Intervention de Philippe Noguès

Réunion du 9 octobre 2013 à 9h45
Commission du développement durable et de l'aménagement du territoire

Photo issue du site de l'Assemblée nationale ou de WikipediaPhilippe Noguès :

En vous écoutant, mesdames et monsieur, je me disais que nous avions bien fait de vous inviter. En quelques minutes, vous avez balayé les thèmes cruciaux qui font l'intérêt de la RSE. En qualité de membre de la commission du développement durable, je me félicite que la RSE soit au coeur de l'actualité en ce moment, car ce sigle porte l'idée que le développement durable n'est pas un sujet à part dans la société. C'est, bien au contraire, un enjeu central et un objectif d'intérêt général que nous devons promouvoir à tous les niveaux. Or comment promouvoir développement durable et transition écologique sans impliquer les entreprises ? L'intérêt fondamental de la RSE est là : transposer au niveau microéconomique, au plus près des métiers, des stratégies, des cultures d'entreprise, les enjeux du développement durable sans renoncer à notre compétitivité. De ce point de vue, la RSE est un atout pour nos entreprises et nos territoires, notamment parce qu'une véritable démarche RSE favorise la compétitivité hors coûts, l'innovation et la maîtrise des risques.
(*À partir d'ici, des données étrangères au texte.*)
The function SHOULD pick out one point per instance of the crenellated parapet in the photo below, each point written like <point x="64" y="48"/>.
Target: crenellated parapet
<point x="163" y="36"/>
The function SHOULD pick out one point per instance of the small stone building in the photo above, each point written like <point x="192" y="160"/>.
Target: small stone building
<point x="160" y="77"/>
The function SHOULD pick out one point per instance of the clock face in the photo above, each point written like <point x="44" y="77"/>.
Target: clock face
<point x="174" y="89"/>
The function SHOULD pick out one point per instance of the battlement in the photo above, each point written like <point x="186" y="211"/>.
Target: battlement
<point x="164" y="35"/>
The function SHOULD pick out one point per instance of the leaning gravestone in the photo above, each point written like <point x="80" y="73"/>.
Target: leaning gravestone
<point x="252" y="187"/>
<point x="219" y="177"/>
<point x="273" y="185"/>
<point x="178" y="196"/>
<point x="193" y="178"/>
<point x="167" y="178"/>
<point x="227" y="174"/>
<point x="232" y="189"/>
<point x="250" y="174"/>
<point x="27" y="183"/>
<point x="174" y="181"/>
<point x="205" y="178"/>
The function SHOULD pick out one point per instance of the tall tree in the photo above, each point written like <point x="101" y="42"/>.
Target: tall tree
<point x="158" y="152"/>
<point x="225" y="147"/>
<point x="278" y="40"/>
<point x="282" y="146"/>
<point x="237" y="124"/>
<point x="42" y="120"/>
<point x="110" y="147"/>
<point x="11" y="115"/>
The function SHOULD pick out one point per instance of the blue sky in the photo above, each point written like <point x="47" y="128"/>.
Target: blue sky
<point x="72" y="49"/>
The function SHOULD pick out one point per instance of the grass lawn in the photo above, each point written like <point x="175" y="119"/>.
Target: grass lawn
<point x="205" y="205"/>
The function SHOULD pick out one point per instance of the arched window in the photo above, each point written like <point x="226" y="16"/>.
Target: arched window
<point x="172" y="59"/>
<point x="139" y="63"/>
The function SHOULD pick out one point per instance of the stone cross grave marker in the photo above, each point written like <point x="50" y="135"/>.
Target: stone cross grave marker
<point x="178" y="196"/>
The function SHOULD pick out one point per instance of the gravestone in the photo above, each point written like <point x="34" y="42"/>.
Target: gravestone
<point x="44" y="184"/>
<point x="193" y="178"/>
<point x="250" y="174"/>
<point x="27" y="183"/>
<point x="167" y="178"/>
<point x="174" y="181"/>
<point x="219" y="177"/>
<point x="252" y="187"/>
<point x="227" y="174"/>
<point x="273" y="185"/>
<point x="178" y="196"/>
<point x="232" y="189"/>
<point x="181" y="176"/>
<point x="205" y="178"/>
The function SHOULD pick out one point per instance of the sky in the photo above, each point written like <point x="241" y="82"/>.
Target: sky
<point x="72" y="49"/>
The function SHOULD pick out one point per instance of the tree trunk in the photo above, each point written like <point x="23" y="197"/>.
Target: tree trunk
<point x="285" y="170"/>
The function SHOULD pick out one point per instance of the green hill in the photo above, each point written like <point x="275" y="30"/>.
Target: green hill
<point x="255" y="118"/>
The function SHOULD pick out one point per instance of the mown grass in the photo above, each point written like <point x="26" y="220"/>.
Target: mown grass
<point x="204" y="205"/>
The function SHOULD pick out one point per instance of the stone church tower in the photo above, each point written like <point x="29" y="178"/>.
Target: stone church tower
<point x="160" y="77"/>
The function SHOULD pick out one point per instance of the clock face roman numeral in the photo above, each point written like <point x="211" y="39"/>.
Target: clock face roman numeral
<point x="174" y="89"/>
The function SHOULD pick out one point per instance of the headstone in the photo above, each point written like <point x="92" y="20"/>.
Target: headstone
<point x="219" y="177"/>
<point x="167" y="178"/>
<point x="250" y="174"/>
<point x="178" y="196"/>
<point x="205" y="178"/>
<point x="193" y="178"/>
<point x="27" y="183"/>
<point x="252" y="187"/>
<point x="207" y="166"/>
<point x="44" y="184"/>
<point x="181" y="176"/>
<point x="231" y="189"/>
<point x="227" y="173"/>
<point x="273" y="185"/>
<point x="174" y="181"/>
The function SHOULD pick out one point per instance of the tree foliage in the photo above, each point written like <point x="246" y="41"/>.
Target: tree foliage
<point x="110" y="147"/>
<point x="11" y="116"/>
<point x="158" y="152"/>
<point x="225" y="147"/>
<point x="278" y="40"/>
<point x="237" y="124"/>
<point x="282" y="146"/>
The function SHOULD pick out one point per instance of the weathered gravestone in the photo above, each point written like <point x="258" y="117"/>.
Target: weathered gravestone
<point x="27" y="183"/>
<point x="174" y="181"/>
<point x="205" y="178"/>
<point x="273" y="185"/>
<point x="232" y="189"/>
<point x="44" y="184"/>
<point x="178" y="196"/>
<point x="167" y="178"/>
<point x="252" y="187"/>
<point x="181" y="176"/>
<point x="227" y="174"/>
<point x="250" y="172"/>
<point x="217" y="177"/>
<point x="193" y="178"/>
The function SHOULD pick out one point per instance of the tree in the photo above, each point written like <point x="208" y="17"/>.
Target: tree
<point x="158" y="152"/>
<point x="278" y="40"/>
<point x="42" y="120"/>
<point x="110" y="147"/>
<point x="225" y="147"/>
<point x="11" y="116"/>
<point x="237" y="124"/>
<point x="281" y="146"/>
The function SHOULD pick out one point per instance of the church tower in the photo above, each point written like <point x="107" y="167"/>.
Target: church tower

J'insisterai sur cinq axes qui me semblent fondamentaux.

D'abord, la nécessité d'un dialogue social élargi. Il est important de réfléchir au cadre et pas seulement au résultat : qui s'occupe de la RSE dans l'entreprise ; comment sont élaborées les démarches RSE ; comment mieux impliquer les salariés, en faisant de la RSE un objet de négociation collective, y compris au niveau des branches professionnelles. N'oublions pas que le « S » de RSE renvoie au social. Elle doit permettre aux entreprises de concilier démocratie sociale et développement durable.

Ensuite, la nécessité de diffuser la RSE auprès des PME. C'est une priorité. Il faut abandonner l'idée que la RSE est un luxe réservé aux grands groupes. Plusieurs moyens d'y parvenir existent, les principaux étant de mutualiser les coûts et de définir des politiques sectorielles de RSE, tant il est vrai qu'une banque et une entreprise de chimie ne sont pas comparables. Les branches professionnelles apparaissent comme l'échelon pertinent. Il faudra réfléchir à la responsabilité sociale des donneurs d'ordres qui, aujourd'hui, ont malheureusement souvent tendance à préférer le moins-disant social.

Rendre les entreprises responsables de leurs actes à l'étranger est un autre axe important. Après le drame du Rana Plaza au Bangladesh, on ne peut plus fermer les yeux. Outre que les droits humains sont bafoués, c'est aussi une question de compétitivité. Ce serait un moyen de protéger les entreprises de nos territoires contre le dumping environnemental et sur les droits de l'homme, aussi néfaste que le dumping social qui pénalise grandement notre économie et nos entreprises. Des parlementaires de la majorité travaillent à une proposition de loi sur le sujet.

Hier soir, la semaine de l'investissement responsable a été lancée à l'Assemblée nationale. Trois cents personnes étaient rassemblées dans la salle Colbert, c'est dire si l'ISR s'impose comme le bras armé de la RSE. Il faut que la finance s'en empare, sans céder aux égarements constatés ces dernières années.

Enfin, la Cour des comptes ne fonde ses appréciations que sur l'aspect financier, oubliant la performance sociale et environnementale de l'État. Dans ce domaine, il y a certainement beaucoup à faire. L'État est à la fois un donneur d'ordres, un employeur, un propriétaire immobilier, un actionnaire et un investisseur ; il doit se poser des questions quant à sa responsabilité sociale et environnementale. Il en va de la crédibilité de l'action publique et de la légitimité des normes que nous voulons imposer au monde économique. Depuis un an, notre commission s'est saisie du sujet, faisant passer un amendement sur la RSE dans le projet de loi BPI et engageant un débat sur l'extension des exigences de compte rendu extra-financier aux entreprises publiques. Il faut poursuivre dans cette voie.